WHO: Risiko Penyebaran Kolera 'Sangat Tinggi' di Lebanon

- Perwakilan WHO memperingatkan risiko penyebaran kolera 'sangat tinggi' di Lebanon akibat pengungsian baru.
- Kasus pertama ditemukan di daerah yang belum divaksinasi, meningkatkan risiko penularan kolera setelah konflik di utara.
- Direktur Jenderal WHO mengaktifkan rencana respons kolera dan mencatat 23 serangan terhadap perawatan kesehatan yang menyebabkan kematian dan cedera di Lebanon.
Jakarta, IDN Times - Perwakilan Organisasi Kesehatan Dunia (WHO) di Lebanon, Abdul Nasir Abubakar, pada Rabu (16/10/2024) memperingatkan bahwa risiko penyebaran kolera 'sangat tinggi' di negara itu karena adanya pengungsian baru.
Pernyataan tersebut muncul setelah Kementerian Kesehatan (Kemenkes) Lebanon mengonfirmasi kasus kolera pertama di Lebanon utara, tempat Israel melanjutkan serangan udara dan daratnya meskipun ada kecaman internasional dan seruan untuk gencatan senjata.
1. WHO akan meningkatkan air dan sanitasi di daerah berisiko tinggi
Abubakar mengatakan dalam sebuah pengarahan di Jenewa, bahwa kasus yang terkonfirmasi dilaporkan di daerah yang penduduknya belum divaksinasi.
"Dengan datangnya orang-orang yang mengungsi akibat konflik di utara, risiko penularan sangat tinggi.

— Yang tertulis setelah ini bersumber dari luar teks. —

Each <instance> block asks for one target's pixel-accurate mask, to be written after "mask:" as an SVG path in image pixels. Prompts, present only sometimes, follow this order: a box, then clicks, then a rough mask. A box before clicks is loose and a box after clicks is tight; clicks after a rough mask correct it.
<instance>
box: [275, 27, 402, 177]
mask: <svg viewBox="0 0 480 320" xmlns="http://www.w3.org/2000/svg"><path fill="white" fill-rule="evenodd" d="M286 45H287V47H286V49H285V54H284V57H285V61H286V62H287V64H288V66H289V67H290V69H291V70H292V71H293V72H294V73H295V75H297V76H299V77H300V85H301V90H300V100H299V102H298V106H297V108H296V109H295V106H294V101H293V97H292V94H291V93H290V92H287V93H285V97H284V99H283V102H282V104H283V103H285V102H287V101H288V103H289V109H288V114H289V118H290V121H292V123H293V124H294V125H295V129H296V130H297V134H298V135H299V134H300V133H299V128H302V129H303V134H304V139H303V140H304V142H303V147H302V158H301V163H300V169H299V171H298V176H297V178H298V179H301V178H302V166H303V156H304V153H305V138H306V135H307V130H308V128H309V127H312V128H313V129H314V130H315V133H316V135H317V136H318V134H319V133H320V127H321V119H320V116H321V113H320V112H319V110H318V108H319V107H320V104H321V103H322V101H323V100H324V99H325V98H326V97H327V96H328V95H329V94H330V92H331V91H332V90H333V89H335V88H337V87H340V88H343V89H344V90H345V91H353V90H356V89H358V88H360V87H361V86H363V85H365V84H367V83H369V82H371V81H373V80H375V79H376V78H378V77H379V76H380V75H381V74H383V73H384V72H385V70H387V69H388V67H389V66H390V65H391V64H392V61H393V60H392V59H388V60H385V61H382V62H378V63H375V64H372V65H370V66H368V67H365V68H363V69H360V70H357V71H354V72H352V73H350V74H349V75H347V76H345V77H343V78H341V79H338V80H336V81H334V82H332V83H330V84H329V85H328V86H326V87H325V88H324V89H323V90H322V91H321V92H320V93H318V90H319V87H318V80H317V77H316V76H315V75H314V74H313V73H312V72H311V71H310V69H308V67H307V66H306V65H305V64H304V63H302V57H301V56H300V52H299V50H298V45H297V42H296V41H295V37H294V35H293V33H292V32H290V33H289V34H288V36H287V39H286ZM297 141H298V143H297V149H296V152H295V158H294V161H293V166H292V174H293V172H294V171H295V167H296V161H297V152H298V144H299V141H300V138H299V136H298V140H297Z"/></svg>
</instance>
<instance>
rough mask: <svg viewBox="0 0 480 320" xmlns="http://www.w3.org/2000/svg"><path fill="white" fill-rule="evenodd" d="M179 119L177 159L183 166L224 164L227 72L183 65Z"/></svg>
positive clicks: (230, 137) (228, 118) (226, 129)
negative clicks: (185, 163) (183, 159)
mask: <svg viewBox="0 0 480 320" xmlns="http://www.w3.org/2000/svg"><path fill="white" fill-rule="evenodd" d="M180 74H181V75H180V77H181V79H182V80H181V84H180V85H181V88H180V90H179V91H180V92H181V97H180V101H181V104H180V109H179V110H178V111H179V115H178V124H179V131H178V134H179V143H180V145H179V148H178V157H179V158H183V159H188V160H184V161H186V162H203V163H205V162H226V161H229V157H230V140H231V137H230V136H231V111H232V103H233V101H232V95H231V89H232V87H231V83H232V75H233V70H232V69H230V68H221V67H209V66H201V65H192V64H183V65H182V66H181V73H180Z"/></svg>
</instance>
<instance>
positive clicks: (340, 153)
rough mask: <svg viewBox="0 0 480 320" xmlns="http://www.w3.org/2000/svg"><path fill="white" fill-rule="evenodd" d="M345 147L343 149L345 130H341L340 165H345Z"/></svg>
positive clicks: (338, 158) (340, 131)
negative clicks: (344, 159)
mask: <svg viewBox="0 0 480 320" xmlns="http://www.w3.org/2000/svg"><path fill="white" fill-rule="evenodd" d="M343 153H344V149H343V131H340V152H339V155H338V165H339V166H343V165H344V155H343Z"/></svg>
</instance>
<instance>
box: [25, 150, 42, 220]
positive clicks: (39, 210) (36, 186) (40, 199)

Sebab, orang-orang dari selatan Beirut tidak memiliki kekebalan terhadap kolera selama beberapa dekade terakhir," ujarnya, dikutip dari Anadolu Agency.
Ia menambahkan, WHO bekerja sama erat dengan Kemenkes dan mitra lainnya untuk meningkatkan air dan sanitasi di daerah berisiko tinggi.
2. Kampanye vaksinasi kolera oral WHO menargetkan 350 ribu orang
Sementara itu, Direktur Jenderal WHO Adhanom Ghebreyesus mengatakan bahwa badan tersebut telah mengaktifkan rencana kesiapsiagaan dan respons kolera, guna memperkuat pengawasan dan pelacakan kontak. Ini termasuk pengawasan lingkungan dan pengambilan sampel air di Lebanon.
Ia juga menekankan bahwa kampanye vaksinasi kolera oral yang menargetkan 350 ribu orang yang tinggal di daerah berisiko tinggi, telah diluncurkan oleh Kemenkes. Meski begitu, Tedros menyesalkan bahwa eskalasi telah mengganggu kampanye tersebut.
Tedros mengungkapkan sejak meningkatnya konflik, WHO telah memverifikasi 23 serangan terhadap perawatan kesehatan yang telah menyebabkan 72 kematian dan 43 cedera di kalangan pekerja kesehatan dan pasien di Lebanon.
3. Wali kota Nabatieh tewas dalam serangan Israel
Israel telah meningkatkan serangan udara di seluruh Lebanon. Tentara Israel mengatakan pesawat tempurnya menyerang puluhan target terkait dengan kelompok Hizbullah di kota selatan Nabatieh pada 16 Oktober. Serangan itu menewaskan seorang wali kota, merobohkan bangunan-bangunan, dan menyebabkan kerusakan luas di beberapa wilayah selatan.
Kemenkes Lebanon mencatat, setidaknya 16 orang terbunuh dan 52 orang terluka dalam serangan terhadap dua gedung. Hingga kini, tim penyelamat masih mencari korban yang selamat.
Pejabat Lebanon mengecam serangan itu. Pihaknya mengatakan itu adalah bukti bahwa kampanye Israel melawan kelompok Hizbullah yang bersekutu dengan Iran kini beralih untuk menargetkan negara Lebanon.
Dalam beberapa minggu terakhir, Israel telah meningkatkan operasinya melawan Hizbullah, setelah setahun terlibat baku tembak lintas batas hampir setiap hari. Kemenkes Lebanon mengatakan, total 2.367 orang terbunuh dalam serangan Israel di Lebanon sejak Oktober 2023, Al Jazeera melaporkan.